Comprehensive breast cancer care in Latin America, including Mexico, is poor compared to North America or Europe [1, 2]. Patients are generally diagnosed at a young age in advanced stages of the disease and experience a relatively long delay in care delivery [1-3]. It has been shown that more than 80% of Mexican breast cancer patients present clinical levels of anxiety and around 44% exhibit clinical levels of depression at the time of diagnosis [4]. Moreover, breast cancer is the first cause of death among women aged 35–64 years old in Mexico [5]. Providing comprehensive cancer care within the Mexican health care system is a challenge, partly due to the lack of a national cancer plan [6]. Identifying the patients’ supportive care needs is needed to prioritize and guide the provision of care [7, 8]. Supportive care needs refer to the patients’ perceptions of their need for help in specific domains (see Supporting Table 1 online), and the extent to which these needs are met or unmet [9]. This study aims to investigate such supportive care needs in Mexican breast cancer patients.

Although there are currently no published studies illustrating the specific supportive care needs of Mexican women with breast cancer, a recent study with Mexican heterogeneous cancer patients who previously underwent surgery showed that the top three unmet care needs of these patients were related to health system/information, physical/daily living, and psychological domains [10]. Recently, a systematic review of 23 studies on the supportive care needs among breast cancer patients, the majority of whom were studied while receiving cancer treatment, found that women’s needs clustered around the psychological and health system/information needs [11].

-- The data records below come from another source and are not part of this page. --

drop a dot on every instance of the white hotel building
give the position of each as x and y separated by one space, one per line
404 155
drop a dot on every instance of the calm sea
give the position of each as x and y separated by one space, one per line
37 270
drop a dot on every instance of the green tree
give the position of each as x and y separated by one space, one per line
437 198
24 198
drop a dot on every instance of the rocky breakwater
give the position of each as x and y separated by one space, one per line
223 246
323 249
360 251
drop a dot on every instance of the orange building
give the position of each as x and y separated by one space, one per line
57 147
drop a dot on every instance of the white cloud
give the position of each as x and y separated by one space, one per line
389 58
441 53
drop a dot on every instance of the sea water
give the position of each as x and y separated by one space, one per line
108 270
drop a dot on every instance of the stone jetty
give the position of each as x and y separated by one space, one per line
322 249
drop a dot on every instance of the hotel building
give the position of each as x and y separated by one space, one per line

Besides investigating and identifying the specific supportive care needs of Mexican breast cancer patients, it is also important to identify the main characteristics of patients in need of care. According to the systematic review, predictors of higher levels of needs included a younger age, advanced disease stage, shorter time since diagnosis, and higher levels of anxiety, depression, and distress [11]. Some studies suggest that higher levels of education were also associated with greater care needs [12, 13], while others found that lower levels of education were associated with greater needs [14, 15] which seems to suggest that different types of needs may characterize such populations. Uncovering the characteristics of Mexican breast cancer patients that are linked to their levels of supportive care needs would identify vulnerable patient subgroups with higher needs for care. The primary aim of this study was to evaluate the levels of supportive care needs in newly diagnosed Mexican breast cancer patients. A second objective was to identify sociodemographic and clinical characteristics and psychological symptoms associated with patients’ supportive care needs.

Method

For this study, we used the baseline data collected for an ongoing longitudinal study on supportive care needs among Mexican breast cancer patients.

Participants and setting

A consecutive sample of breast cancer patients was recruited at the Gynecology and Obstetrics Hospital from the “La Raza” National Medical Center in Mexico City. Patients’ inclusion lasted from May 2014 until July 2015. Inclusion criteria were (1) age between 18 and 75 years old, (2) primary breast cancer diagnosis, confirmed by a biopsy test, and (3) comprehension of the Spanish language. Exclusion criteria were (1) a serious diagnosed psychiatric disorder that implied hospital admission, (2) medical treatment that had already begun, (3) involvement in another study at the time of inclusion, and (4) being male.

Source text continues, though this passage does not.